Installation Art by Insook Hwang

Richmond Art Center • Loomis Chaffee School • Windsor, CT • loomischaffee.org • April 30–June 10, 2013

Insook Hwang, Blue Mountains, 2013
Insook Hwang, Blue Mountains, 2013, paper, tape, vinyl, acrylic, animation projected on wall, 26 x 15′.

Despite its wholly contemporary vocabulary of forms and symbols, at first take the work of Hwang shares many qualities with the rococo: transparency, whimsy and delight. Her installation pieces do not just hang, they float in the gallery space, both insubstantial and material. Her drawings, constructed one linear element at a time, resemble painted Tinker Toys or the models of DNA molecules. They teeter in their shimmery vertical planes like dewy spiderwebs.

The artist’s statement voices a certain parallel to the self-indulgent style that signaled the dissipated days of the ancien régime. For Hwang the role of the artist is to bring love and positive energy to her audience. It is this most innocent of intents that rings throughout the graffiti-like scrawling that she inscribes on various surfaces in a restless exploration of her materials. Hwang’s pictorial strategies are nothing if not up-to-date, in that she poses interactive multi-media environments, executed for the most part in non-traditional mediums.
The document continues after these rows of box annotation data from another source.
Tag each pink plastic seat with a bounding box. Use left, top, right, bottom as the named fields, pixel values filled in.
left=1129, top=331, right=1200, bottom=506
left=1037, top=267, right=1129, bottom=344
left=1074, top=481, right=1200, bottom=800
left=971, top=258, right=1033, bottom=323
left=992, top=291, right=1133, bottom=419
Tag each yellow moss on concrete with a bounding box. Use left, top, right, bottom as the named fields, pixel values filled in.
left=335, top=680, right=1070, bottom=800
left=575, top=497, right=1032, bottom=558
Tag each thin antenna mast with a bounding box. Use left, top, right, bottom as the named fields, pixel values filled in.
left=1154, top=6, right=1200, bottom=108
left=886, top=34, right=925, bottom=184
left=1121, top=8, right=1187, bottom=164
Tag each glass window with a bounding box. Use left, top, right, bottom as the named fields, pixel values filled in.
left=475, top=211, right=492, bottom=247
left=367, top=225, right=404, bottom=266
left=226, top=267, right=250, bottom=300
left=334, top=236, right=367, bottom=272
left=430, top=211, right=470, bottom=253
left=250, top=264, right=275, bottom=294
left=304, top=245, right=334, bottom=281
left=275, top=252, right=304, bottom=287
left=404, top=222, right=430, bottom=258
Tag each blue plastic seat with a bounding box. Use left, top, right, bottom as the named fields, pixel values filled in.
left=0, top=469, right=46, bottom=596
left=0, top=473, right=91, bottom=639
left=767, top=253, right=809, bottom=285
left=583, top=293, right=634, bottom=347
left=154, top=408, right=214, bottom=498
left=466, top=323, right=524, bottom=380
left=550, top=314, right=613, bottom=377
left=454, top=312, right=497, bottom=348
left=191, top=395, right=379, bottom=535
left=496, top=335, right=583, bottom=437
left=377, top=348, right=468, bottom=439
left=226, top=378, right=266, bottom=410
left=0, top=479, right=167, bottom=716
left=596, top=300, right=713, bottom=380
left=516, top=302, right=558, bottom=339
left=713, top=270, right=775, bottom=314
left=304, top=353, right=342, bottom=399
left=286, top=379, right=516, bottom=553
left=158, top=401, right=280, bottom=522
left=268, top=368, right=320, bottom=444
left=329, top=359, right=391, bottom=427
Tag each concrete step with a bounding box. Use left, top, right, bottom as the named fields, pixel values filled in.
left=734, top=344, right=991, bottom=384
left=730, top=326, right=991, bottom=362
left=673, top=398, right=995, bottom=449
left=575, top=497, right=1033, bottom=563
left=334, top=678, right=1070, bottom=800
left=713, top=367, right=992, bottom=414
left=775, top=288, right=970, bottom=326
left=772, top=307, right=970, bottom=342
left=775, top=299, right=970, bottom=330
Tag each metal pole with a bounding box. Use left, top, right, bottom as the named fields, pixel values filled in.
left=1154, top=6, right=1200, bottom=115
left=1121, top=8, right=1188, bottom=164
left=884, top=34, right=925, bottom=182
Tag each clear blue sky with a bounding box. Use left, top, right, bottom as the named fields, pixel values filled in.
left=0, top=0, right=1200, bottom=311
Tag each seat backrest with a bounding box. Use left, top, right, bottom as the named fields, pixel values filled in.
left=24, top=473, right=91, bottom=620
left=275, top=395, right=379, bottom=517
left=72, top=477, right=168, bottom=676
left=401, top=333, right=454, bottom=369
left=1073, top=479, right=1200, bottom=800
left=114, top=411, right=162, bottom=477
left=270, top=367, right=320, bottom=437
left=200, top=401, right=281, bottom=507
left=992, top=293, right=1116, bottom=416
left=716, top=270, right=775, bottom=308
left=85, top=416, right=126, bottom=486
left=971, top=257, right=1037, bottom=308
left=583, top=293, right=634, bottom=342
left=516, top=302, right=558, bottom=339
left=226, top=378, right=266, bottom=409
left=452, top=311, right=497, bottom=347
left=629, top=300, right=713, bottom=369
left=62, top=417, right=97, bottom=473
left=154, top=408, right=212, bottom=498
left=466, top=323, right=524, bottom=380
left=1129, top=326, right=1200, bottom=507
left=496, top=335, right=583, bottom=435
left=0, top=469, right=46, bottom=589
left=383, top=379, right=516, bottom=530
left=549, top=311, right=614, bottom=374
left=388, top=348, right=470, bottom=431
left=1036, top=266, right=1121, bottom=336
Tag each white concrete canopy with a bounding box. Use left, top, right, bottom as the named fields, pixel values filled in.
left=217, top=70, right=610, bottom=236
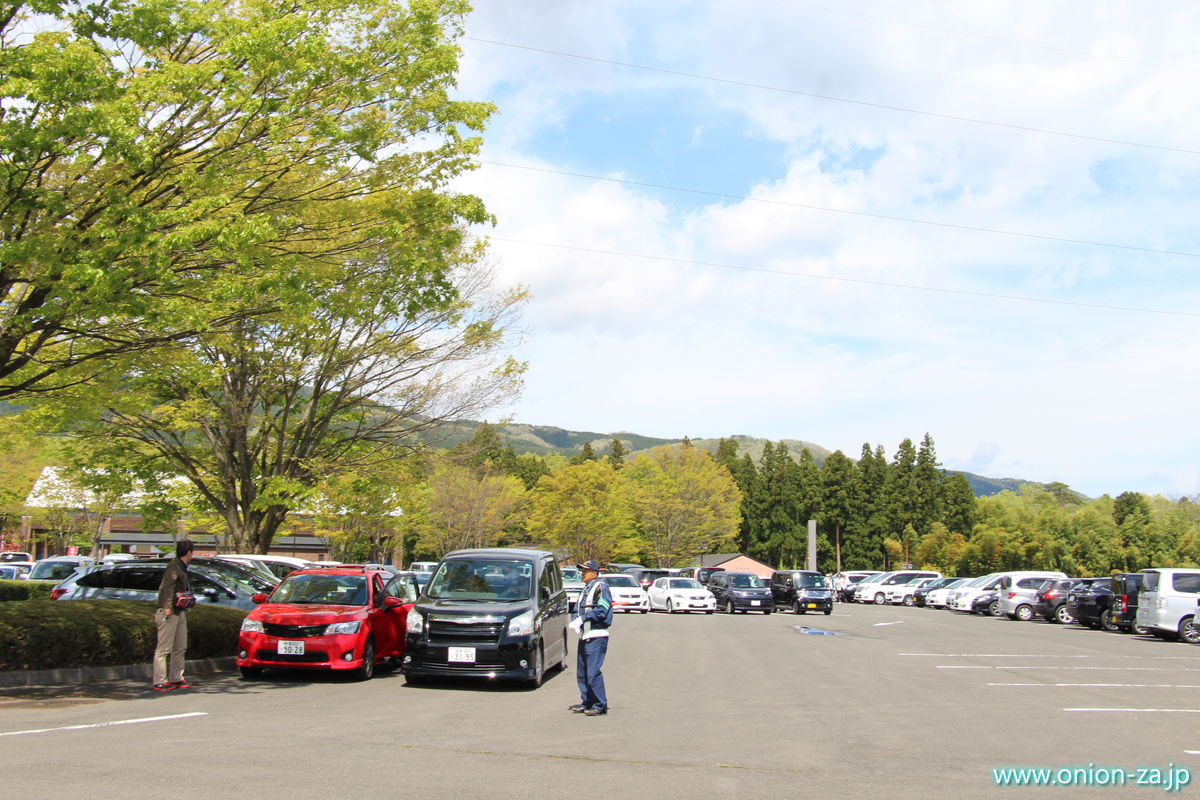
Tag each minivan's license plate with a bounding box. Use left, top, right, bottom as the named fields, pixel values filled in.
left=446, top=648, right=475, bottom=664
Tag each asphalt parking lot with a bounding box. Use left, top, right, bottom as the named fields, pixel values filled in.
left=0, top=604, right=1200, bottom=799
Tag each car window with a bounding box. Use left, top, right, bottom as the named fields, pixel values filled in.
left=76, top=570, right=120, bottom=589
left=29, top=561, right=79, bottom=581
left=270, top=572, right=367, bottom=606
left=598, top=575, right=637, bottom=589
left=1171, top=573, right=1200, bottom=595
left=384, top=575, right=420, bottom=603
left=120, top=566, right=165, bottom=591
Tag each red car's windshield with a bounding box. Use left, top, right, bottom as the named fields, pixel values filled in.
left=270, top=573, right=367, bottom=606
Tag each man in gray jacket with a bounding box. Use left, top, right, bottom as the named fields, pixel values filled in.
left=154, top=539, right=194, bottom=692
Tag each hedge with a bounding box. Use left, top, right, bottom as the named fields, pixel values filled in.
left=0, top=600, right=246, bottom=672
left=0, top=581, right=58, bottom=602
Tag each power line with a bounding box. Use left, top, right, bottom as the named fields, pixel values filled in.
left=479, top=235, right=1200, bottom=318
left=462, top=36, right=1200, bottom=156
left=775, top=0, right=1200, bottom=73
left=480, top=160, right=1200, bottom=258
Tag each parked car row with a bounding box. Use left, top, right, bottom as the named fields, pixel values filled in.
left=849, top=569, right=1200, bottom=644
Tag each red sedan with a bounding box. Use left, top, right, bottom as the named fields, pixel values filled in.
left=238, top=566, right=419, bottom=680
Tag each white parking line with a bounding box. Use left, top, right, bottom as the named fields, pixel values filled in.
left=936, top=664, right=1200, bottom=672
left=896, top=652, right=1195, bottom=661
left=1063, top=709, right=1200, bottom=714
left=0, top=711, right=208, bottom=736
left=988, top=684, right=1200, bottom=688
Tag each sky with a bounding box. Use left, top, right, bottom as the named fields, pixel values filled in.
left=446, top=0, right=1200, bottom=497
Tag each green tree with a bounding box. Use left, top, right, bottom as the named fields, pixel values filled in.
left=571, top=441, right=596, bottom=464
left=942, top=473, right=976, bottom=536
left=419, top=463, right=526, bottom=558
left=623, top=445, right=742, bottom=567
left=526, top=461, right=642, bottom=563
left=842, top=443, right=888, bottom=570
left=66, top=253, right=523, bottom=552
left=818, top=450, right=858, bottom=572
left=0, top=0, right=492, bottom=397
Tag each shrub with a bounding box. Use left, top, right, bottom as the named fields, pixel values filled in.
left=0, top=581, right=56, bottom=602
left=0, top=604, right=246, bottom=672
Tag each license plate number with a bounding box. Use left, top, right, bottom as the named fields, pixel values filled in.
left=446, top=648, right=475, bottom=664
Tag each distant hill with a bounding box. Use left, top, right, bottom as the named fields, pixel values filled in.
left=425, top=420, right=1065, bottom=498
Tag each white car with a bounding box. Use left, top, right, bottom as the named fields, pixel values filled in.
left=596, top=572, right=650, bottom=614
left=854, top=570, right=942, bottom=606
left=1138, top=570, right=1200, bottom=644
left=946, top=570, right=1067, bottom=614
left=925, top=578, right=971, bottom=608
left=884, top=578, right=941, bottom=606
left=646, top=578, right=716, bottom=614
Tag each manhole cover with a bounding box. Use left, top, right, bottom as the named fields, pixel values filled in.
left=792, top=625, right=853, bottom=636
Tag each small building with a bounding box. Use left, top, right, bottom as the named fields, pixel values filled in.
left=690, top=553, right=775, bottom=578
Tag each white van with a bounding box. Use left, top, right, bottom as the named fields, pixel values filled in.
left=854, top=570, right=942, bottom=606
left=1138, top=570, right=1200, bottom=644
left=946, top=570, right=1067, bottom=613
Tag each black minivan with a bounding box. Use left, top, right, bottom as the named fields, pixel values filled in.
left=401, top=548, right=570, bottom=687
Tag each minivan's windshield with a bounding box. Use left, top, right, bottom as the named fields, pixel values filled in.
left=425, top=558, right=533, bottom=601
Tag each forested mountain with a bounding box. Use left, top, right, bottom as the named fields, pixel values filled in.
left=425, top=420, right=1034, bottom=498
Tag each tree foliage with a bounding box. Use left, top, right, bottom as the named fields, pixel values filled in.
left=526, top=459, right=641, bottom=563
left=0, top=0, right=492, bottom=396
left=622, top=445, right=742, bottom=567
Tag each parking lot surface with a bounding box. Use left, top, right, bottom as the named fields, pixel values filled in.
left=0, top=604, right=1200, bottom=800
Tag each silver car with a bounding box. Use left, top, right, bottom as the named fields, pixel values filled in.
left=997, top=578, right=1054, bottom=622
left=50, top=561, right=254, bottom=610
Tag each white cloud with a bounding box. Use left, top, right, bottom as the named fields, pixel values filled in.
left=453, top=0, right=1200, bottom=493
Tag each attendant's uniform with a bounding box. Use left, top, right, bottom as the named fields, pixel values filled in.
left=575, top=581, right=612, bottom=711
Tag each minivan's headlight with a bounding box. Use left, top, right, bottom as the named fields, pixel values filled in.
left=509, top=608, right=533, bottom=636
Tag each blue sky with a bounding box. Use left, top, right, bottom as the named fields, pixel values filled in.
left=448, top=0, right=1200, bottom=495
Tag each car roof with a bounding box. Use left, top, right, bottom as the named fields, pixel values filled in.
left=442, top=547, right=553, bottom=560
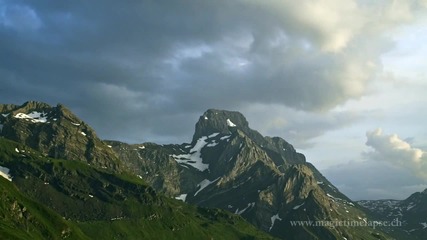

However, it is the underlying hodgepodge of global referents—linguistic, symbolic, generational, technological—that give her work its richness delivered in a whisper, not a shout.

Part Philip Guston (without the gusto and the juicy richness of his surfaces), part Keith Haring (without the street-wise assertiveness), and part Sol LeWitt (without the mechanics of separation between concept and execution), Hwang’s work is playful, delicate, and gossamer. It occupies the space in a tinkling visual sound, rather quirky and disjointed notes of a harpsichord, punctuating the physical space rather than transforming it.

There is a quality of calligraphy in this work, not to mention a sly kind of pop culture sensibility. The diminutive scale of Hello Kitty merchandise, piled up and infinitely multiplied; the plethora of cheerful emotions; the jelly-bean color scheme; and the use of gel inks and glitter point to her tech savvy generation. Amidst the visual chatter, wee Holograms the size of club cards are pasted into the mix. Each one performs endless backflips via their overlaid channels, a mix of languages (English, Asian) and doodled symbols. They make their point without allowing the viewer actually to read. The mix is as puzzling as it is intriguing. Perhaps that is the power of its intent.